With this command we create a temporary file with the content of our variable. This way the credential file is gone after the execution of the pipeline:
echo $VARIABLE > ./your/path/filename.ts
Deployment variables:
Here at WATA Factory, to meet our clients’ needs and deliver excellent quality, we require different environments, from dev stage to production without forgetting a much-needed testing environment. Different environments require different credentials or other kinds of flags. To solve this issue Bitbuckets offers deploymeny variables.
These variables work the same way as repository variables, but you need to specify in the pipeline to which environment you are referring to.
To create the deployment variable just:
- Go to ‘Repository settings > Deployments’

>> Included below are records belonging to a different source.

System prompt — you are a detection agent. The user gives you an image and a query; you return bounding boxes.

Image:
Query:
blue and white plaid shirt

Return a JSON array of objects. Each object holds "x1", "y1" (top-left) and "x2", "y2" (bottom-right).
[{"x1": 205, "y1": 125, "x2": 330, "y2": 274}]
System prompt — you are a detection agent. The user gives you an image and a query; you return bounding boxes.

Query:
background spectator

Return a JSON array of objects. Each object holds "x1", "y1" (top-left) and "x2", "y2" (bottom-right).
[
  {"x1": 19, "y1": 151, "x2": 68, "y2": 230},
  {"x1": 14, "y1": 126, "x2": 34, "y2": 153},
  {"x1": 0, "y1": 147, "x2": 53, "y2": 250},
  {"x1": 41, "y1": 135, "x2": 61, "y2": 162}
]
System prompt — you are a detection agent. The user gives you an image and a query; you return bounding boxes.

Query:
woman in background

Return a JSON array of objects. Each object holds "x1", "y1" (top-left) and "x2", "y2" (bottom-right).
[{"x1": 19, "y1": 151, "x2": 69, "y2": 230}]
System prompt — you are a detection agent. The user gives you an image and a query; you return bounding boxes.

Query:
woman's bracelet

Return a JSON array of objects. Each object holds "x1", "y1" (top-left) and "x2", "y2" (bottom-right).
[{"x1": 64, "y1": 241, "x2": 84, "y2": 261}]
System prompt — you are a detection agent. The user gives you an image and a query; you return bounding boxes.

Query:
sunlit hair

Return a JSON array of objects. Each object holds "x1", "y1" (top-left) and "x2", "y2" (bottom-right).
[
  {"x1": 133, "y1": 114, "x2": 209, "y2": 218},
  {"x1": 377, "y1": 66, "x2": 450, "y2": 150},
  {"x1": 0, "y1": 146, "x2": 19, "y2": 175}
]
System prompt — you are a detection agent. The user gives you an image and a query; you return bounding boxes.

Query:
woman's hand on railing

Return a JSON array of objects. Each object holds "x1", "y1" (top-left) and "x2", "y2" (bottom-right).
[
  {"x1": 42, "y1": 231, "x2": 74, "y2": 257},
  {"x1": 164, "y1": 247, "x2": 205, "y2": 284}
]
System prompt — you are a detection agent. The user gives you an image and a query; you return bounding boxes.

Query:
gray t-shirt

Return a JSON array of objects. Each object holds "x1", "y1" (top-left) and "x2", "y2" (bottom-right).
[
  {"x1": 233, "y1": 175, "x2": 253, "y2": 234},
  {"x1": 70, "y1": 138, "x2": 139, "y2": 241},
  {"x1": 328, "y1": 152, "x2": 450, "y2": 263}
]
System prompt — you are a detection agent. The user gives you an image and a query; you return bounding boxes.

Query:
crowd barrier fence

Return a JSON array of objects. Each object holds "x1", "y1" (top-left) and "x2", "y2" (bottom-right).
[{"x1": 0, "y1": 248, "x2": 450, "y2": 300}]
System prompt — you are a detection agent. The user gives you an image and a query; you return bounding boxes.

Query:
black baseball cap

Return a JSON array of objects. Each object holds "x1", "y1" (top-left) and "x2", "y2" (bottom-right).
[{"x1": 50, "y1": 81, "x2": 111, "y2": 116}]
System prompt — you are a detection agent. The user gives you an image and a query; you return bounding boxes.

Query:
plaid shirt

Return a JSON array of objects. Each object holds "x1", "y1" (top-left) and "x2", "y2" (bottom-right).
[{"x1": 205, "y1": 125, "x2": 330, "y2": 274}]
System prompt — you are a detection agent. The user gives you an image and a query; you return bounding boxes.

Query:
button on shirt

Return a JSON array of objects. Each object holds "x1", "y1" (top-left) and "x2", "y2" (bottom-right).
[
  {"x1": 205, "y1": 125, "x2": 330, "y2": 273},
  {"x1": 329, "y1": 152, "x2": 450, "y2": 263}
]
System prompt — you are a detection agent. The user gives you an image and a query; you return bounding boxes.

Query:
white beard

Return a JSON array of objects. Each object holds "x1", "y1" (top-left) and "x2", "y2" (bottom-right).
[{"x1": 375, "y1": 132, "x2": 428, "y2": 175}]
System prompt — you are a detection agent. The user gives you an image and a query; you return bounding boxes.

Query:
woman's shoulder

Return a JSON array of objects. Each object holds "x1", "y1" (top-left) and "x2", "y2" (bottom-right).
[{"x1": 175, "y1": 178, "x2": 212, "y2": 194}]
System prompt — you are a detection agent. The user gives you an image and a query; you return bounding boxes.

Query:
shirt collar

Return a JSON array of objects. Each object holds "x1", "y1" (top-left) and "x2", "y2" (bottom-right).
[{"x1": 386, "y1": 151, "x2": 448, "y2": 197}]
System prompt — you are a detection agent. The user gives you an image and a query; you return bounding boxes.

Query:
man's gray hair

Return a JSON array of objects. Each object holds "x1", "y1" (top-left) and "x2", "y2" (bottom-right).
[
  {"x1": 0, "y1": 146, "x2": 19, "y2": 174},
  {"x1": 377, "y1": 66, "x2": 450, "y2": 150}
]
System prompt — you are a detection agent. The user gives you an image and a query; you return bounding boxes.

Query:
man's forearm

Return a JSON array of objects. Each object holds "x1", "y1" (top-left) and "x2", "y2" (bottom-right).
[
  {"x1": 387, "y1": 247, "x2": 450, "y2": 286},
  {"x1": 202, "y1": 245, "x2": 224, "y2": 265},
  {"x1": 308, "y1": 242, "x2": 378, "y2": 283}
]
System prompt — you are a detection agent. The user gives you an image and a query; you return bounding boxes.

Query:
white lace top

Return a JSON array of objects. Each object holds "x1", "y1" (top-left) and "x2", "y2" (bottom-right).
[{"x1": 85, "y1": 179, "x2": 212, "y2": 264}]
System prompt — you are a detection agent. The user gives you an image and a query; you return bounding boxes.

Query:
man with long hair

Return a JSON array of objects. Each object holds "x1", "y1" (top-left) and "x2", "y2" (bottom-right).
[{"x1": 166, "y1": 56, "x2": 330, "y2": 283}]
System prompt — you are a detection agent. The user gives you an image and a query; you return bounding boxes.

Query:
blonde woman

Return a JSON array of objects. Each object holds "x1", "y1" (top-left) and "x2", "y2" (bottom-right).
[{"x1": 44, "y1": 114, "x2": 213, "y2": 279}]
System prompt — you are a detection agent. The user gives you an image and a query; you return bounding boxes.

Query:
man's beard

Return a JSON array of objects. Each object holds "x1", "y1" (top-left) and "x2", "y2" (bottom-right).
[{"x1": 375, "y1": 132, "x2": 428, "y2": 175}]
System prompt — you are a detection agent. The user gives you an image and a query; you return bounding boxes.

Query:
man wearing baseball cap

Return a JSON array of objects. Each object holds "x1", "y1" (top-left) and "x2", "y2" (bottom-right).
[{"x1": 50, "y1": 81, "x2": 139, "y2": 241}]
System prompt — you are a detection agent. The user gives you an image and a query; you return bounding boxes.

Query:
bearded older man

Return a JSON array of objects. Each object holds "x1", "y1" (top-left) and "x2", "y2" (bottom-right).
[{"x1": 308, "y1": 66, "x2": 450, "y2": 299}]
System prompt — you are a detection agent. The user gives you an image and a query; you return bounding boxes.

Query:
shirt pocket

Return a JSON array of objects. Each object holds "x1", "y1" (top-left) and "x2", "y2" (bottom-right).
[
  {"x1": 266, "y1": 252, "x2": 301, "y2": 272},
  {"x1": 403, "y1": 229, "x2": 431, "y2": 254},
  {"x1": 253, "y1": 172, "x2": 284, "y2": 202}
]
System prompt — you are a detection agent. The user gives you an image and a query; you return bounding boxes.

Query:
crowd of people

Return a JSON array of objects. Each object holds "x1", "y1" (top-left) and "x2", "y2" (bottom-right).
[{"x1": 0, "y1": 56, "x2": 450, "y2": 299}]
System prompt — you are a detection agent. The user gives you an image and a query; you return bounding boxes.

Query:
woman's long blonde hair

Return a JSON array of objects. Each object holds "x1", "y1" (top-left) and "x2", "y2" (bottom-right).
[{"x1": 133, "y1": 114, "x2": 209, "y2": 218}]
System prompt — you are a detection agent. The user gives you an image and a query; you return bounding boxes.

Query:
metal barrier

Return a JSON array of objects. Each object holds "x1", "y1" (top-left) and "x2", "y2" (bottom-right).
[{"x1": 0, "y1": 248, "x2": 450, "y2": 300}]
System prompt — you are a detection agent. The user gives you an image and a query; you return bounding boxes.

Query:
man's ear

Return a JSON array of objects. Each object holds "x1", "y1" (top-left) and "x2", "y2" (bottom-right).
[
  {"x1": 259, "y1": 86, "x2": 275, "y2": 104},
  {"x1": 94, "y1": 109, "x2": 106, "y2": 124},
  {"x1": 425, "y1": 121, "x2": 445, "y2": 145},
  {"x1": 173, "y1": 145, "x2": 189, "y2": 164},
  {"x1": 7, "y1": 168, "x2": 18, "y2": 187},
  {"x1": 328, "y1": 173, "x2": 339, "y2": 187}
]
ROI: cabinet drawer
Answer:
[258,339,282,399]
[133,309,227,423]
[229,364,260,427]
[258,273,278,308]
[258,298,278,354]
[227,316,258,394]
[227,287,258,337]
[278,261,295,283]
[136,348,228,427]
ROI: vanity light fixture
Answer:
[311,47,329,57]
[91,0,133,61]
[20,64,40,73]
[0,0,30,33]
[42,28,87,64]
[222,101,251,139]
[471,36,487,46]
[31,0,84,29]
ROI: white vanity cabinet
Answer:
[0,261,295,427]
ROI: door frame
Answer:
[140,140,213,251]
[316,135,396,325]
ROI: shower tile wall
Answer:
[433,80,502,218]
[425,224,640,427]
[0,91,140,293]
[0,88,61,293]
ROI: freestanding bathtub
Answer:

- Create a new environment under your desired section (test, staging or production)
- Add a new variable the same way we did in repository variables
- Specify in your step pipeline which environment you are referring to:
image: cypress/base:20.11.0
definitions:
steps:
- step: &install-and-check
name: Installation and Static Analysis
caches:
- node
script:
- npm install
artifacts:
- node_modules/**
- step: &test
name: Run tests with coverage
caches:
- node
script:
- npm run test -- --coverage
- node_modules/.bin/cypress install --force
- echo $CREDENTIALS > ./cypress/properties/credentials.ts
- node_modules/.bin/cypress run --component --env coverage=true
- node_modules/.bin/cypress run --env PLUGIN_ENABLED=false
artifacts:
- coverage/**
- coverage-component/**
- cypress-image-diff-html-report/**
- cypress-image-diff-screenshots/**
- step: &sonar
name: SonarQube analysis
image: sonarsource/sonar-scanner-cli:latest
script:
- sonar-scanner -Dsonar.projectKey=Gesa-Dashboard---Angular -Dsonar.host.url=$SONAR_URL -Dsonar.login=$SONAR_SECRET -Dsonar.javascript.lcov.reportPaths=coverage/lcov.info,coverage-component/lcov.info
- step: &deploy
name: Deploy
script:
- npm run build -- --base-href /dashboard_ang/ --output-hashing=all --aot --configuration=$DEPLOYMENT_PROFILE
- ssh $FTP_USERNAME@$FTP_HOST -p222 'mkdir -p ~/public_html/dashboard_ang'
- scp -P 222 -r dist/new_angular_poc/browser/* $FTP_USERNAME@$FTP_HOST:~/public_html/dashboard_ang/
pipelines:
branches:
develop:
- step:
<<: *install-and-check
- step:
deployment: automatictesting
<<: *test
- step:
<<: *sonar
custom:
deploy-company1-dev:
- step:
<<: *install-and-check
- step:
name: Deploy to Company 1
deployment: company1
<<: *deploy
deploy-at:
- step:
<<: *install-and-check
- step:
name: Deploy to AT
deployment: automatictesting
<<: *deploy
As you can see, under the pipelines section we set the environment and in which step will be used. The name of the step is defined higher above.
As an important warning: Naming a deployment variable with the same name as a repository variable will overwrite the value.